Erinnern wir uns nochmal zurück an INK4a (siehe zelluläre Seneszenz) und IGF-1 (siehe deregulierte Nährstoffmessung). Für beide Parameter wurde eine paradoxe Wirkung im Laufe des Lebens beschrieben. Ein Anstieg von INK4a treibt Zellen in einen Stillstand des Zellzyklus – es kommt zur Seneszenz. Ebenfalls ist eine Abnahme von IGF-1 im Serum mit einem Rückgang der Zellteilungsfähigkeit assoziiert. Beide Vorgänge kommen während dem normalen Altern vor, passieren aber in positiver Absicht.
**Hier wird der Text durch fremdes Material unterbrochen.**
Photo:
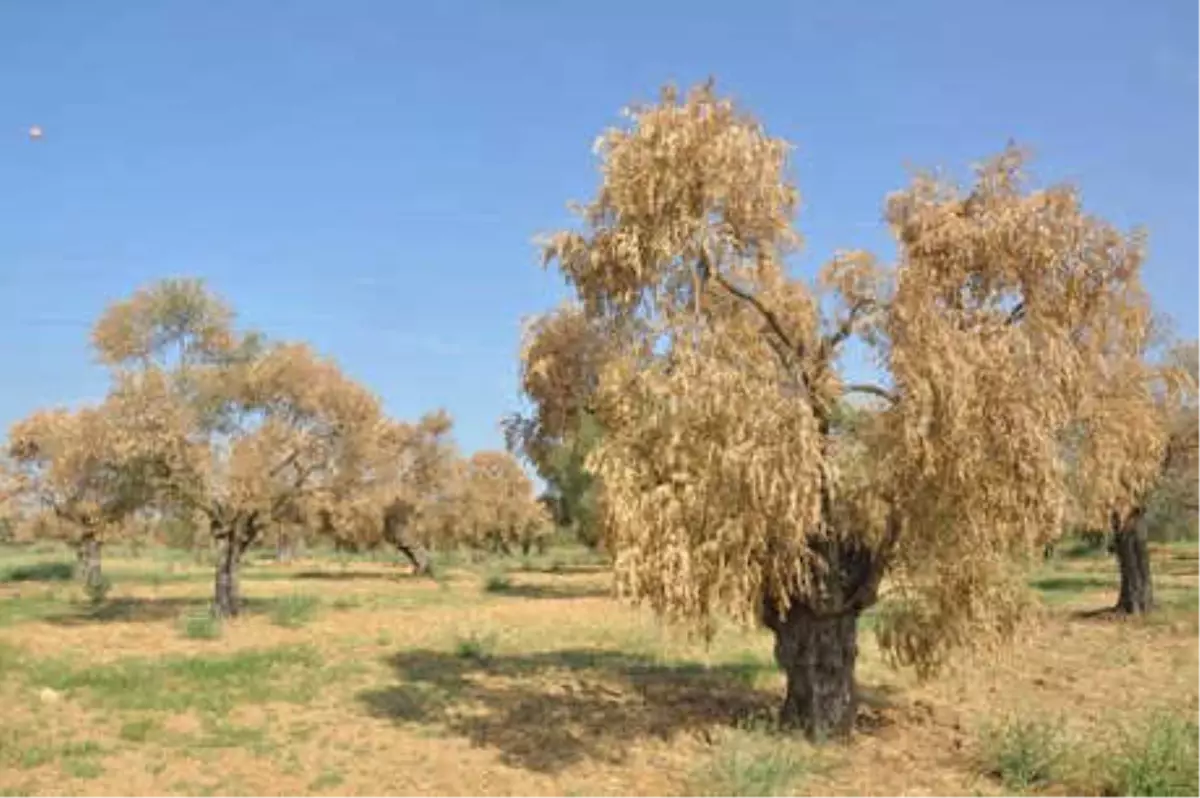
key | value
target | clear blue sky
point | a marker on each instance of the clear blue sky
(370, 175)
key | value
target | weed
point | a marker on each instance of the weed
(475, 647)
(295, 610)
(54, 571)
(755, 765)
(497, 583)
(139, 731)
(327, 780)
(347, 603)
(1023, 753)
(201, 627)
(1163, 763)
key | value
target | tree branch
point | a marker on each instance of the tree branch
(766, 312)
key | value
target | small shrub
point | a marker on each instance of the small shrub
(201, 627)
(475, 647)
(1163, 763)
(497, 583)
(347, 603)
(295, 610)
(1023, 753)
(39, 573)
(754, 763)
(138, 731)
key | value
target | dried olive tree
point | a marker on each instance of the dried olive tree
(84, 467)
(243, 432)
(730, 484)
(390, 489)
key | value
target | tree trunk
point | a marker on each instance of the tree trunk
(90, 563)
(1133, 561)
(817, 654)
(226, 599)
(417, 556)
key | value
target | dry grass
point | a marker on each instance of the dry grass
(358, 679)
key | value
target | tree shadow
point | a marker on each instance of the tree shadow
(550, 591)
(126, 610)
(1073, 583)
(151, 610)
(549, 711)
(352, 576)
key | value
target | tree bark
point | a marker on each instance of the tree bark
(395, 517)
(226, 599)
(232, 544)
(1137, 594)
(90, 562)
(817, 654)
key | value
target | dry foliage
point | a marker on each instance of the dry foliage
(727, 472)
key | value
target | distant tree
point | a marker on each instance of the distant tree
(563, 354)
(241, 431)
(84, 467)
(730, 484)
(1171, 425)
(390, 489)
(497, 507)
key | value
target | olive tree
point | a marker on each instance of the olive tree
(243, 431)
(85, 468)
(730, 484)
(391, 489)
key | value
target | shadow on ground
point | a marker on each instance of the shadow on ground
(551, 591)
(149, 610)
(545, 712)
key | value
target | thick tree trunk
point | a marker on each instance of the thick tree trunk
(395, 519)
(417, 555)
(1133, 562)
(89, 563)
(226, 599)
(817, 654)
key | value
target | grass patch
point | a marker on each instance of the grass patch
(1161, 762)
(755, 763)
(1023, 754)
(497, 583)
(139, 731)
(477, 648)
(54, 571)
(201, 627)
(327, 780)
(215, 684)
(294, 611)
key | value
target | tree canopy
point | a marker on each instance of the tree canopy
(729, 485)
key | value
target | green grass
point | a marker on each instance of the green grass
(141, 730)
(201, 625)
(295, 610)
(1161, 762)
(479, 648)
(48, 571)
(215, 684)
(327, 780)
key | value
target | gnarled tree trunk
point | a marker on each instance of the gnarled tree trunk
(817, 654)
(90, 573)
(395, 517)
(233, 540)
(1133, 562)
(817, 646)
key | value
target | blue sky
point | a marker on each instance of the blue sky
(369, 175)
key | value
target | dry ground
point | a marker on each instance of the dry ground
(359, 679)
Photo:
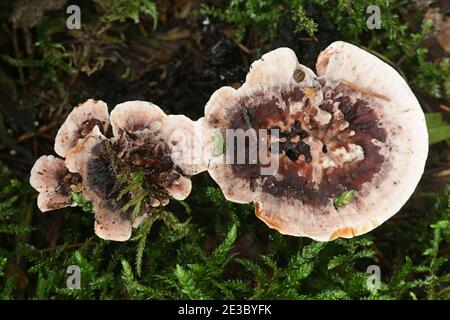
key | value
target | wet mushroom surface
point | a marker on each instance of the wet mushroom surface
(354, 128)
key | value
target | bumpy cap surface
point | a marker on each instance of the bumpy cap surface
(354, 127)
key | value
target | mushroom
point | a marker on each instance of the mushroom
(91, 159)
(79, 123)
(355, 130)
(53, 181)
(142, 146)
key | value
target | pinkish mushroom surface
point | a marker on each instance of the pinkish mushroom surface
(51, 178)
(354, 129)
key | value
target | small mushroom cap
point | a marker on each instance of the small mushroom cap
(46, 177)
(79, 123)
(111, 223)
(356, 126)
(134, 116)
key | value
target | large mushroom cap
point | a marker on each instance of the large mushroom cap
(90, 159)
(355, 127)
(79, 123)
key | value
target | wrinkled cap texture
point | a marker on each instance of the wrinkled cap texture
(143, 141)
(50, 177)
(79, 123)
(355, 126)
(101, 162)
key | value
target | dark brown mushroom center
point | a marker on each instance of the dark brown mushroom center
(318, 160)
(86, 127)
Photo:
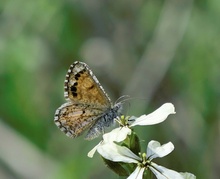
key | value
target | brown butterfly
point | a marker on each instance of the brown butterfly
(88, 106)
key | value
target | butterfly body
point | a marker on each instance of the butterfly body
(88, 105)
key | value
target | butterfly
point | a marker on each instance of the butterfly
(88, 106)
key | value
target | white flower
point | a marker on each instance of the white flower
(116, 153)
(120, 134)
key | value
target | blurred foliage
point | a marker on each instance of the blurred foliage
(40, 39)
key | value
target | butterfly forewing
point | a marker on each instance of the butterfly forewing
(87, 107)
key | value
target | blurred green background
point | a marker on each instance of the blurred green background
(157, 50)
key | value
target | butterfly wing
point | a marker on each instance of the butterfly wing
(82, 87)
(74, 119)
(87, 101)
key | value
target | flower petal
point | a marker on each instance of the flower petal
(155, 149)
(92, 152)
(117, 153)
(117, 135)
(137, 173)
(163, 173)
(155, 117)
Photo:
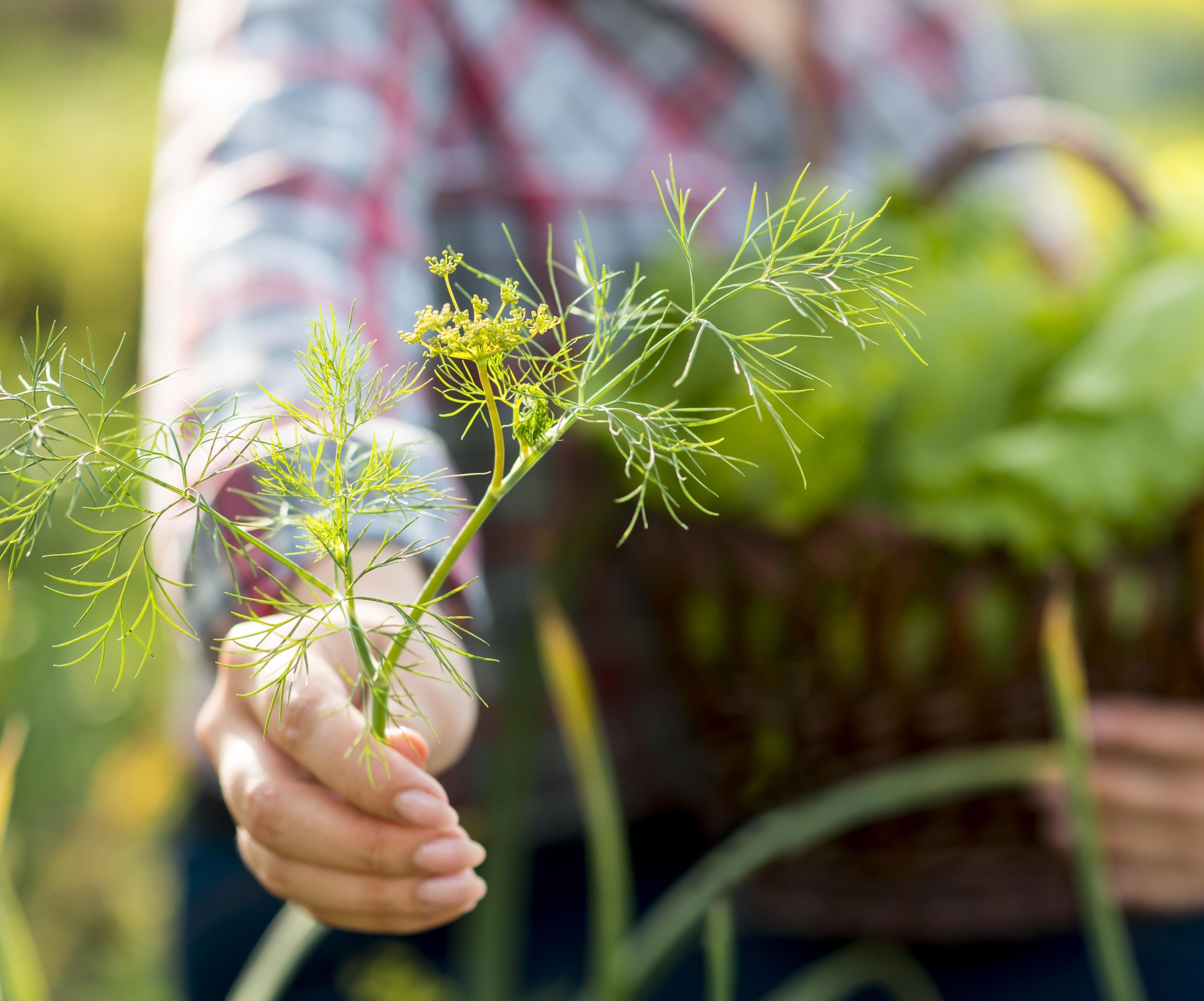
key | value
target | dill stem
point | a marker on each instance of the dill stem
(442, 570)
(495, 422)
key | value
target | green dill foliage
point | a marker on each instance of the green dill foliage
(330, 488)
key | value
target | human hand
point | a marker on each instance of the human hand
(381, 854)
(1149, 783)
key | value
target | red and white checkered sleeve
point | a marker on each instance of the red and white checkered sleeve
(294, 174)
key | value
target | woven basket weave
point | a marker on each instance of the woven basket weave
(802, 661)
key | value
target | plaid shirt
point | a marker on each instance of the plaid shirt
(314, 151)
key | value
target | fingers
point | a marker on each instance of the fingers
(318, 729)
(1165, 889)
(389, 898)
(299, 819)
(1149, 727)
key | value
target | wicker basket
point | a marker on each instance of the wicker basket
(803, 659)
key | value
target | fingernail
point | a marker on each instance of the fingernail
(423, 810)
(452, 891)
(450, 854)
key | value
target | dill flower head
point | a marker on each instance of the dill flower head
(533, 415)
(476, 334)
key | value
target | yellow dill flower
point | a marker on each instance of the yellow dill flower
(476, 335)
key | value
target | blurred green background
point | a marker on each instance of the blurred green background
(104, 780)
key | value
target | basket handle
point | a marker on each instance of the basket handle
(1019, 123)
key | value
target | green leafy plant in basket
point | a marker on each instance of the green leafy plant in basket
(1053, 419)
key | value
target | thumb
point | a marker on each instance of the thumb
(410, 744)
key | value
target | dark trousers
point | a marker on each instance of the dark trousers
(226, 911)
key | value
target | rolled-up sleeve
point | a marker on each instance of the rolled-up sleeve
(294, 174)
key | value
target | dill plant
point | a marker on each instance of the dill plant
(328, 487)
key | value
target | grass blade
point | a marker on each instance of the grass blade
(21, 966)
(914, 784)
(575, 704)
(1108, 941)
(719, 951)
(855, 967)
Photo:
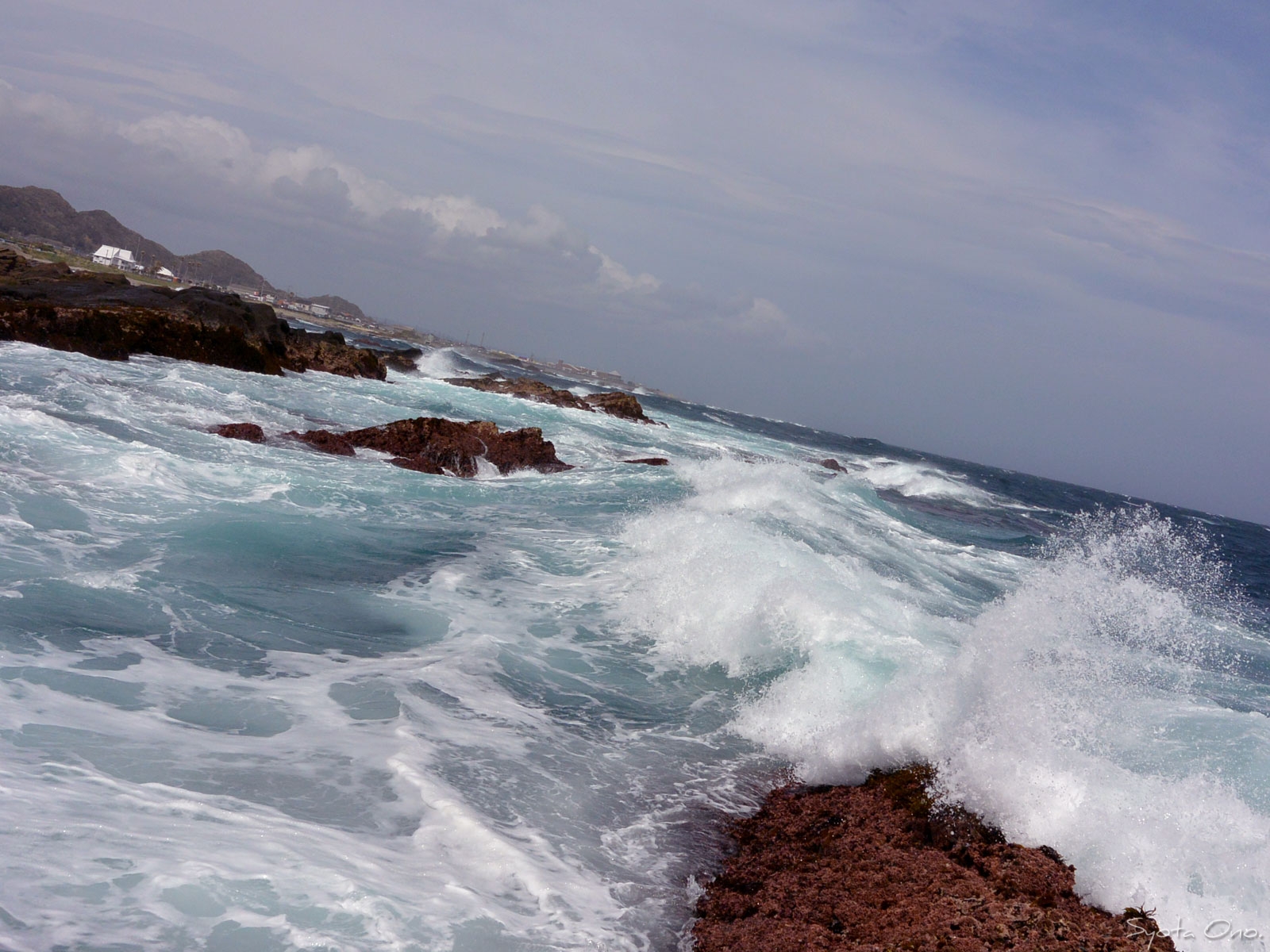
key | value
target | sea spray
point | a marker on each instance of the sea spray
(256, 696)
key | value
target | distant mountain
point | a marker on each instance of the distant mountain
(221, 268)
(340, 305)
(42, 213)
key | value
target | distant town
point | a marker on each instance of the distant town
(121, 259)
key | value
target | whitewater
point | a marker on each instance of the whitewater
(254, 697)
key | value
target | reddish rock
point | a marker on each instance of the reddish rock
(105, 317)
(436, 446)
(614, 403)
(251, 432)
(325, 441)
(883, 866)
(619, 404)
Und zwar spiegeln sie den Versuch unseres Körpers wider, die Integrität der Stammzellen zu erhalten.

Wusstest Du? In den Hallmarks of Aging findet sich häufig die Erwähnung von freien Sauerstoffradikalen. Die sogenannten ROS spielen dabei eine Doppelrolle. Im jungen Alter können sie von Vorteil für uns sein, während ein Übermaß an ROS unsere DNA und unsere Proteine zerstören kann. Genauso wirken sich die ROS auf die Stammzellen aus. Ein zu viel dieser Radikale kann potentiell zur Stammzellerschöpfung beitragen.

Unser Körper versucht dies hauptsächlich durch die Bildung von Glutathion zu verhindern. Wenn du mehr darüber wissen willst, dann schau gerne in unseren Artikel über GlyNAC rein. Da erklären wir dir auch, warum man Glutathion besser nicht substituieren soll und was die Aminosäure Glycin mit dem Thema zu tun hat.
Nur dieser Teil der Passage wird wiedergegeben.